The auto camps greatly appealed to the traveling public, especially women. The well-equipped camp could supply items a traveler wouldn’t need to pack himself, like picnic tables, tent floors, recreational equipment, and personal supplies. Besides, they offered clean privies, showers, and rain shelters.

Unfortunately, municipal-supported auto camps fell out of favor during the same decade, the 1920s, when they first flourished. Local newspapers like the McHenry Plaindealer excitedly announced every improvement when the campsites were new. But a lot was going on then. In 1922 alone, St. Patrick’s Parish in McHenry built a new church, a four-year new high school was approved, the McHenry Country Club opened the first nine of its 18-hole golf course, cement road building was moving ever closer, a sewer system was undertaken, and McHenry passed from a village to a city.

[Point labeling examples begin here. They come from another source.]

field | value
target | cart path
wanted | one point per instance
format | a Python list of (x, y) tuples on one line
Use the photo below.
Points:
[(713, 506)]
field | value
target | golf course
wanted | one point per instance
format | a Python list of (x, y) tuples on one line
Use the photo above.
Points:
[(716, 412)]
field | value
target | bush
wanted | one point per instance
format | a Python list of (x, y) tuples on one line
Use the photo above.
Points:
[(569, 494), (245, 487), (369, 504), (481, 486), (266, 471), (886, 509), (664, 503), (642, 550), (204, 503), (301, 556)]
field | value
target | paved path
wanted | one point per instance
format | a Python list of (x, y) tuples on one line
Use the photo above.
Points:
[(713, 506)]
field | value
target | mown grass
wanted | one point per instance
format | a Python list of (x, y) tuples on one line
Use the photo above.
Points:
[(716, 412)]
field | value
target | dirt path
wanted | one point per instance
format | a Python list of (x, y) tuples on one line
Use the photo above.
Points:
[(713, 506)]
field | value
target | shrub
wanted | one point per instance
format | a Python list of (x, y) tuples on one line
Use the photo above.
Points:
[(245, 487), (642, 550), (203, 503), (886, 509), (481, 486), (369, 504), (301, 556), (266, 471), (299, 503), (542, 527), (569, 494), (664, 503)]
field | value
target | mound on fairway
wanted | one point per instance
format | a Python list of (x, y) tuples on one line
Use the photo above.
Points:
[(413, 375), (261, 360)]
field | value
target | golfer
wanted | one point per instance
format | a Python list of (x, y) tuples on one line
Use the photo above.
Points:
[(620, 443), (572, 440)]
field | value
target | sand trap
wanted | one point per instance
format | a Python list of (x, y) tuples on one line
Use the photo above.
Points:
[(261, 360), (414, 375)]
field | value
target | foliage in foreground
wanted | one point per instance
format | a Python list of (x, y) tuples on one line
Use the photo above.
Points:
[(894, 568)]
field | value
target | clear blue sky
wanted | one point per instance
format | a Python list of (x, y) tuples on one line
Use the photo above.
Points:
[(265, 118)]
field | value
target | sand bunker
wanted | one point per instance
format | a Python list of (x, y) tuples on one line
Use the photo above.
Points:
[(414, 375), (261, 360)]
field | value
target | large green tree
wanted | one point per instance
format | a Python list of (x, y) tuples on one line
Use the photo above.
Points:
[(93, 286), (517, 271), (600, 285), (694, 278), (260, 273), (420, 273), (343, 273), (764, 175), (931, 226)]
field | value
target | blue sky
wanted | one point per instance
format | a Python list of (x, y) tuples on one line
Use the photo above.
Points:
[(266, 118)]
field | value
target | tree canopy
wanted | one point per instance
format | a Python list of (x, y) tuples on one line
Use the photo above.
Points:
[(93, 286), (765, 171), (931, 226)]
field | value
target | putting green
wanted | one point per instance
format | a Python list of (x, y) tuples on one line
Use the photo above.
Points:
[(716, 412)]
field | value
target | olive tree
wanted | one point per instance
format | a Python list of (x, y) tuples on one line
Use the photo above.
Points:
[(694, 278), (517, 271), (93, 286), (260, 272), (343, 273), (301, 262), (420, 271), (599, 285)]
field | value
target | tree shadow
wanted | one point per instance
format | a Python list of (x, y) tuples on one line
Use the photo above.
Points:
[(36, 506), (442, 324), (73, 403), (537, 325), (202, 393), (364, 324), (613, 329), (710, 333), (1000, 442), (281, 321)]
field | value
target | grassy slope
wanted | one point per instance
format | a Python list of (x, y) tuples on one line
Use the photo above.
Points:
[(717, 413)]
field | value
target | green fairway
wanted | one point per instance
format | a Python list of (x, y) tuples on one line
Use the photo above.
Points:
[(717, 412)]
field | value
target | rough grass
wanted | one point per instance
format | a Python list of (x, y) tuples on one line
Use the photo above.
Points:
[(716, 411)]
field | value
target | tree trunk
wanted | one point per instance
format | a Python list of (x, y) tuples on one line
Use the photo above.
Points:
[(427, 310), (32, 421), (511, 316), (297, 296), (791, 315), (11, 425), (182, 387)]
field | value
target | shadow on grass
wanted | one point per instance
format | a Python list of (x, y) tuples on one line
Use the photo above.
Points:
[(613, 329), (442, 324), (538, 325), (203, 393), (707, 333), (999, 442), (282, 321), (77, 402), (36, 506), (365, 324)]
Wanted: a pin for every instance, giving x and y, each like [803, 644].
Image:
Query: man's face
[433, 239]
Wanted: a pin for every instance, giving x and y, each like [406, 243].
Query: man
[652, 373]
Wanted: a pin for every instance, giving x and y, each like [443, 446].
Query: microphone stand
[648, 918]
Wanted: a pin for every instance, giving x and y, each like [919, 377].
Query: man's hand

Tremendous growth and new technology brought about by access to electrical power and more leisure time affected McHenry County just as it did the rest of the country. As long as motor camps were new, they were news. Yet it was costly to stay competitive. In addition, as time went on, a different class of travelers showed up at the camps. These individuals took to the road and lived from one motor camp to another, looking for jobs and cheap lodging. They were not likely to spend as much in town as hoped for. Thus the shift to for-profit private camps, which were less conflicted in their mission. As one source (Americans on the Road – From Auto Camp to Motel, 1910-1945 by Warren James Belasco, 1979) put it, “Private operators of tourist camps weren’t torn at all. They targeted the spending tourist with more attractive camping facilities and, from there, cottages.” Municipal efforts failed because they were caught between serving the public interests of outdoor recreation or serving the profit interests of local merchants. A poll of 59 cities taken in 1930, for example, found that 29 had abandoned their camps because of private competition. This was happening inside McHenry County too.

The story of McHenry County’s auto camps ends with much less fanfare than when they began. It wasn’t much of a leap from tent sites to cottages in the tourist industry. To see that next step, a quick stop at the McHenry County Historical Society museum in Union will produce one of the 1949 – 1950 Orsolini Cabins, once located on Whiskey Corners (Routes 31 and 12 south of Richmond). Until the bigger owned chain motels replaced them, these little “Mom and Pop” owned cottages like Orsolini’s or McClure’s in Harvard served the traveling public in McHenry County just fine. Their story, however, is another chapter in American tourism history.